Is my mind a mirror?

To put it another way, if philosophy is all about acquiring good knowledge of the world, including abstract knowledge such as relationships between things, good critical thought processes, etc, then am I not simply changing my mind to fit the world?

Is this really how I would like to see the summary of my life : MelbournePhilosopher was an interesting man who was partially successful in changing his mind to accurately reflect what the world is like? It seems like somewhat of a cold description of the meaning of a life.

The alternative, however, seems little better -- to be mistaken about the world.

To what extent is a little uncertainty good for us, and what would life be like if we had access to unquestionable correct information? Would our lives be better, or worse? If we had it, thus obviating the need for learning anything incorrect, what might we do or achieve with our lives?

Are normative things, like ethics, properly within that domain, or not?

Cheers,
-MP

2 Comments:

Anonymous Paul said...

"Is this really how I would like to see the summary of my life : MelbournePhilosopher was an interesting man who was partially successful in changing his mind to accurately reflect what the world is like? It seems like somewhat of a cold description of the meaning of a life."

What happens in the world is outside our control. We can try our best to influence it, but ultimately we have to accept what happens in it. As Epictetus, the Roman philospher said: "Do not demand that things should happen just as you wish, but wish them to happen just as they do, and all will be well."

If you accept that all events have a cause, then it has taken all of history to produce the chain of events that has brought us to this present instant. Learning and modifying our views to accurately reflect the way things are (loving wisdom), and striving to improve things, but accepting that we may fail, is what life is all about in my view. I don't see this as cold at all.

Cheers

8/26/2005 10:42:00 AM  
Anonymous RdR said...

Your self-inquiry falls under the philosophy of the "meaning of life" -- which unfortunately has been somewhat less popular in professional philosophical circles these days.

A good reader on the topic is Life and Meaning by Hanfling.

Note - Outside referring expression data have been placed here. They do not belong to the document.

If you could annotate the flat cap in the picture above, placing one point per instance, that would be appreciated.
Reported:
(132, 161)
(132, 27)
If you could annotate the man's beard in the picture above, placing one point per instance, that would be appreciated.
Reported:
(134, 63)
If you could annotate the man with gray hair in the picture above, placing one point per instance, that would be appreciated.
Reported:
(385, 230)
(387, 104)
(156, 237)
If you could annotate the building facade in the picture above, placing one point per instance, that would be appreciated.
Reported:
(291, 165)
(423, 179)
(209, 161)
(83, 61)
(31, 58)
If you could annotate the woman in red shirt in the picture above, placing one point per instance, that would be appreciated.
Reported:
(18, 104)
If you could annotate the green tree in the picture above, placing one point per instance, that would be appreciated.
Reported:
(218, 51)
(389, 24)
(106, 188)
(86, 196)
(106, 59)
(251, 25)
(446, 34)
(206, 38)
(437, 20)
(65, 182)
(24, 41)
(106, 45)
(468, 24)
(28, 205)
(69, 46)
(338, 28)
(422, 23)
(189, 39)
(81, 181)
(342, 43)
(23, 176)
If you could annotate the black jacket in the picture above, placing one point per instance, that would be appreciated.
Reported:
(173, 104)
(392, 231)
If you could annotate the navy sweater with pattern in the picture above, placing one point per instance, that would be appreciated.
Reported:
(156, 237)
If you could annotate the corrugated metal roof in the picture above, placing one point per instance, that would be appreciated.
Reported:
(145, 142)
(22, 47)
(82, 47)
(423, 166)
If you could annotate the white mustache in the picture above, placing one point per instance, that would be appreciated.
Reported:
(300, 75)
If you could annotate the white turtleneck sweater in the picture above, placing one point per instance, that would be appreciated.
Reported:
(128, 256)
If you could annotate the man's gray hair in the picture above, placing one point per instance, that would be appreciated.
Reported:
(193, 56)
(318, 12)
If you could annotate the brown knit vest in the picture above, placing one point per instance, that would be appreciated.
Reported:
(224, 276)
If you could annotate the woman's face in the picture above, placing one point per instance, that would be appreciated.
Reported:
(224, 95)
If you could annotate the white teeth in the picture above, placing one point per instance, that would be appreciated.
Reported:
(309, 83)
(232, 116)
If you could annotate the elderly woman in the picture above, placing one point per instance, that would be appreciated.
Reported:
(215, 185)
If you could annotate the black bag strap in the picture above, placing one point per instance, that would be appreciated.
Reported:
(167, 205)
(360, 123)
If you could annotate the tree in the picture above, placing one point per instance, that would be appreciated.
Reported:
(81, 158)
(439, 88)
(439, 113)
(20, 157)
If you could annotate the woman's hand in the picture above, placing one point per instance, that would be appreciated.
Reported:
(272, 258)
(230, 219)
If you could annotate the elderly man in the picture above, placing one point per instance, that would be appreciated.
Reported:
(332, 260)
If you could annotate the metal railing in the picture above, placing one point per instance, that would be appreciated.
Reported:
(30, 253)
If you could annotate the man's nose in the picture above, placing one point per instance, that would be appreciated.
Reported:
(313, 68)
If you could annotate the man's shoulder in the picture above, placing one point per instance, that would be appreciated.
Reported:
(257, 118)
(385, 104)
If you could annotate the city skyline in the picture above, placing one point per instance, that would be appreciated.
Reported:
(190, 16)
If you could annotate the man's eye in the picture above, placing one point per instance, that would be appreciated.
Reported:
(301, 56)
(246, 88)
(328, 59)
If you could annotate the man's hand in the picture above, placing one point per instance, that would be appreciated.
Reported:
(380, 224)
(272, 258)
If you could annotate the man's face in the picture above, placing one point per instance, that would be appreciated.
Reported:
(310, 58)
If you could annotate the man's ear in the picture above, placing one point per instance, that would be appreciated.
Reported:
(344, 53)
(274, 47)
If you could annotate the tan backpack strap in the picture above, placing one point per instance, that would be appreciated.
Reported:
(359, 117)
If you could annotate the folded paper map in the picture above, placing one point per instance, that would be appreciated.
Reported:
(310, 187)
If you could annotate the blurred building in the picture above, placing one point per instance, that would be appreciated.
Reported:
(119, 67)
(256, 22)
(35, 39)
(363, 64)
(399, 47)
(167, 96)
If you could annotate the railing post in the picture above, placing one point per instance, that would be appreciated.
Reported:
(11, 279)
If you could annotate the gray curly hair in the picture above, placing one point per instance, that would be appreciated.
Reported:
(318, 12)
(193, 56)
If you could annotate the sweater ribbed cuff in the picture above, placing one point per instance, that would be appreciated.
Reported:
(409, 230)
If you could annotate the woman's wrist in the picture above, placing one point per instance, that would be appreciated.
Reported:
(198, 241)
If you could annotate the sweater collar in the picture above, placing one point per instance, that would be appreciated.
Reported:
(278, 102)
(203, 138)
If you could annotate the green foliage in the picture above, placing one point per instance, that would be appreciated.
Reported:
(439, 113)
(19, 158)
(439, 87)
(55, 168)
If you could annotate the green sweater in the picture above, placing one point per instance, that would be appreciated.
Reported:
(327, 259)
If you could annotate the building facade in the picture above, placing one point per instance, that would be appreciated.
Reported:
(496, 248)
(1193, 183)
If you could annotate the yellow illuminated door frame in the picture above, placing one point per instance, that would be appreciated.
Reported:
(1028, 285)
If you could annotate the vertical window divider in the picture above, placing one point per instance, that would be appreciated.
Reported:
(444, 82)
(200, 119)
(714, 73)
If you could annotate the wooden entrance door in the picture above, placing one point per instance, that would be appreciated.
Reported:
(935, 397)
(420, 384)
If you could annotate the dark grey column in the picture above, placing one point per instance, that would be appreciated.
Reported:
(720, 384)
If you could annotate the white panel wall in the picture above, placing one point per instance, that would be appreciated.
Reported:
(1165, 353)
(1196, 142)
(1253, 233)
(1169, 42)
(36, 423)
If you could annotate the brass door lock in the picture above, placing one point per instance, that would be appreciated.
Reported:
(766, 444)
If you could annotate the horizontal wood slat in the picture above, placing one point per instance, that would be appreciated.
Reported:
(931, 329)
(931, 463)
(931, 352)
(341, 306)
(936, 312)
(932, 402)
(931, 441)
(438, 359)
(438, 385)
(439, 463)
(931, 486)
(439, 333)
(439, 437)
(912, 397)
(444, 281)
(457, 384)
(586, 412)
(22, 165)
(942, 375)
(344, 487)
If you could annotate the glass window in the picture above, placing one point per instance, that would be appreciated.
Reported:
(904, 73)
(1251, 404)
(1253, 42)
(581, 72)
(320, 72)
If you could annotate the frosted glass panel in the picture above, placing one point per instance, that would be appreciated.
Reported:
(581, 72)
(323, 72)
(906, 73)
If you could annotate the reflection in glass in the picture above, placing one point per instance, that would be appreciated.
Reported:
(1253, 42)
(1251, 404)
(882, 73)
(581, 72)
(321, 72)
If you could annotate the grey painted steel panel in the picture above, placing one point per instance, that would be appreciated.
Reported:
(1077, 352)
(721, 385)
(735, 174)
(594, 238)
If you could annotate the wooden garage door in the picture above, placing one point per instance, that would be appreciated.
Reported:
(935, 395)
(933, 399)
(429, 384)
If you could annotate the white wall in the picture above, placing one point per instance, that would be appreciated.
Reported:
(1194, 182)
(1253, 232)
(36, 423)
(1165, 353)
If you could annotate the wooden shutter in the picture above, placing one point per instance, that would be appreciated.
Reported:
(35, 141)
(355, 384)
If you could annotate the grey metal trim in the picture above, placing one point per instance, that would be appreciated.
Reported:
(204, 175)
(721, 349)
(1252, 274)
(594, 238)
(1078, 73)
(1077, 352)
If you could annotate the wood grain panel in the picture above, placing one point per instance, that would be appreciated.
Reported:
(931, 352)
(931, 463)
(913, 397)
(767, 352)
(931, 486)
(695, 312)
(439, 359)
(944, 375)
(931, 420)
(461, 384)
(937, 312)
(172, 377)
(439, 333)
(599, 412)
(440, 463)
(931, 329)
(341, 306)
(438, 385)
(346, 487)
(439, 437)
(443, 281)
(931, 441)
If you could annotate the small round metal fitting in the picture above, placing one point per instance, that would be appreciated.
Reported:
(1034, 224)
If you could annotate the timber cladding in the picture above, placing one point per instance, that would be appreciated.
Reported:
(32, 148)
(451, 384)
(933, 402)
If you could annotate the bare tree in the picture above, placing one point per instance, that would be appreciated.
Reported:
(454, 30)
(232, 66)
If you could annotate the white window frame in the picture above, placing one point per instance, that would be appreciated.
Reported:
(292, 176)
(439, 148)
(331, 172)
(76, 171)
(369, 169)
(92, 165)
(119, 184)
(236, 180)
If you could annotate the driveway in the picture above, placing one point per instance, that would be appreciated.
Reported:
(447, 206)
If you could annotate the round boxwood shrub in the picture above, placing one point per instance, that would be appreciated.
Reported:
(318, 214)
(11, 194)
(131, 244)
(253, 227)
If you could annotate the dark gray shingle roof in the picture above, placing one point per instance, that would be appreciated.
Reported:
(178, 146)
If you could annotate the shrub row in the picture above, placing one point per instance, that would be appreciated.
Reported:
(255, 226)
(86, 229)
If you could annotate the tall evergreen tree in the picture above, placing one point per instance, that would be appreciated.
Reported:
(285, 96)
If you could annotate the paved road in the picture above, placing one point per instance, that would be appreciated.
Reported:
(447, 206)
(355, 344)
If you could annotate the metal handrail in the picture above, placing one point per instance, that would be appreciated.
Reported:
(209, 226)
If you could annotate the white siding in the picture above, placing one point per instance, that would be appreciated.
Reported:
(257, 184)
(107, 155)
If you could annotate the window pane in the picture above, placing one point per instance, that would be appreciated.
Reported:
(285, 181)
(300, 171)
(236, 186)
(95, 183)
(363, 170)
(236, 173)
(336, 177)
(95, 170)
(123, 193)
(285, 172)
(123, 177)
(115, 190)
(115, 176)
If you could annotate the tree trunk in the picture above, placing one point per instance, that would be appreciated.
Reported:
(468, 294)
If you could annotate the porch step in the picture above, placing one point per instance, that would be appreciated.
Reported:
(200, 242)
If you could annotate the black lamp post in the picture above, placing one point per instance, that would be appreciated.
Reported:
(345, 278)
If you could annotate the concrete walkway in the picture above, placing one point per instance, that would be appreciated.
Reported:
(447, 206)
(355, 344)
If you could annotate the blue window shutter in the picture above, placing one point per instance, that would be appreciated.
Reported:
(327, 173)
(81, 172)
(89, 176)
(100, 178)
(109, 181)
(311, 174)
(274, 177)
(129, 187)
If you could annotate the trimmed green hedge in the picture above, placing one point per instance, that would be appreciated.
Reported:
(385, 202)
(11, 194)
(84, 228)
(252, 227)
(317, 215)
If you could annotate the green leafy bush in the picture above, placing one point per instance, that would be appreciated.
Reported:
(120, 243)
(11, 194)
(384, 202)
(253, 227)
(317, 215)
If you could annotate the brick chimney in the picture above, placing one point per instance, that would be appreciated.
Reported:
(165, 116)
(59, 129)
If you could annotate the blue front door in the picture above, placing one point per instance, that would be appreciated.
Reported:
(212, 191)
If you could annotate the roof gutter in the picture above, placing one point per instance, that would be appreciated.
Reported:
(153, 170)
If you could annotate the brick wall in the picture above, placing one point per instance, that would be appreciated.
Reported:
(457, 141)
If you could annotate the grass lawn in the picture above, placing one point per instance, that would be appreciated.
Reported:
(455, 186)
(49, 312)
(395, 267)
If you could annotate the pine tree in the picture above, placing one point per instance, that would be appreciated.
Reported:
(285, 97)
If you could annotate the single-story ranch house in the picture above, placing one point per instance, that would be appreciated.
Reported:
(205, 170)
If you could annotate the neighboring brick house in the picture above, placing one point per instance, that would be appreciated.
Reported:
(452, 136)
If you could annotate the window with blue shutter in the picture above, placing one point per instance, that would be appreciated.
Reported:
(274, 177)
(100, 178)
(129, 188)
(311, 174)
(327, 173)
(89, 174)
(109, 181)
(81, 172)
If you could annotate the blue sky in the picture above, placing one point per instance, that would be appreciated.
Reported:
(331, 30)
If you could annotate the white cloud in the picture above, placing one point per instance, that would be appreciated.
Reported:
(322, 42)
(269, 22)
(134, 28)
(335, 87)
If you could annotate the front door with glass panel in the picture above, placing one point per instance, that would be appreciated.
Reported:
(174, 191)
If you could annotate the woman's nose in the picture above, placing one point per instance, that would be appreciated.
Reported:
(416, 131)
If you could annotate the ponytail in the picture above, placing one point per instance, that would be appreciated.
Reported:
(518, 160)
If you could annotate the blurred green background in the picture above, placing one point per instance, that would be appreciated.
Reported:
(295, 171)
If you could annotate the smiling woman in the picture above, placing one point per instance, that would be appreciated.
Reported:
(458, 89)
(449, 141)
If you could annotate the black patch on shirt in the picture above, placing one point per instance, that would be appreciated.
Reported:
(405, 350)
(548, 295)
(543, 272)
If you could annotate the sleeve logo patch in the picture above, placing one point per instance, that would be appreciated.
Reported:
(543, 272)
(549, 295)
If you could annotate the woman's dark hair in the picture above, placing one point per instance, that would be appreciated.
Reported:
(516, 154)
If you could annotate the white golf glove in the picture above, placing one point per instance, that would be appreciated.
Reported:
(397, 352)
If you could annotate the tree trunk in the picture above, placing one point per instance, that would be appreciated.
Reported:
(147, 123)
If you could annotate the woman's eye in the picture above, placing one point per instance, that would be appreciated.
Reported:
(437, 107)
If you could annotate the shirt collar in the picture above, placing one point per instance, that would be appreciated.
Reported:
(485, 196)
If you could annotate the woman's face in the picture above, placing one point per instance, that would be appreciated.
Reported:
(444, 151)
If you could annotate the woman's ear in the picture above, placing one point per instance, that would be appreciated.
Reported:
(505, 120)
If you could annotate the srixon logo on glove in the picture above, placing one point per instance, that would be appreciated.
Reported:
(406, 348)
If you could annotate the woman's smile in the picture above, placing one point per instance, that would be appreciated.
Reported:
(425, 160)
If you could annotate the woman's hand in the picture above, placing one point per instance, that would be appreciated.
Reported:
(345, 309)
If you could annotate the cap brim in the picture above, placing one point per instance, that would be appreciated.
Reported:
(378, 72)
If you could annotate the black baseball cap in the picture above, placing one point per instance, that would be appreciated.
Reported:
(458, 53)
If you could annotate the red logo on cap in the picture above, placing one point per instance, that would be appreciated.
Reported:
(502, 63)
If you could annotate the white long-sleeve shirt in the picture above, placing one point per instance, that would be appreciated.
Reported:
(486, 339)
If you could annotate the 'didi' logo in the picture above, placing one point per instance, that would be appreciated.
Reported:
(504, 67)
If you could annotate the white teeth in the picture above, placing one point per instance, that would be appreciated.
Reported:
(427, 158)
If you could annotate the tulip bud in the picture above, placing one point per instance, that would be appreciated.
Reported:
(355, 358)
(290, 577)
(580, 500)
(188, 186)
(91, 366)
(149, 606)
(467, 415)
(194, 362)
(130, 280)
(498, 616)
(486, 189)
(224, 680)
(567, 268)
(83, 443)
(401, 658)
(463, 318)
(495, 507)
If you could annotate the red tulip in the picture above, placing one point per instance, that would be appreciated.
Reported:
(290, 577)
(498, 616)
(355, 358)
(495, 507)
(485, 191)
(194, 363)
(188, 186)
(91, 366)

One of my alltime favourite essays in the reader is Thomas Nagel's, "The Absurd".

A short quote from the opening of the essay:

"It is often remarked that nothing we do now will matter in a million years. But if that is true, then by the same token, nothing that will be the case in a million years matters now. Moreover, even if what we did now were going to matter in a million years, how could that keep our present concerns from being absurd? If their mattering now is not enough to accomplish that, how would it help if they mattered a million years from now?"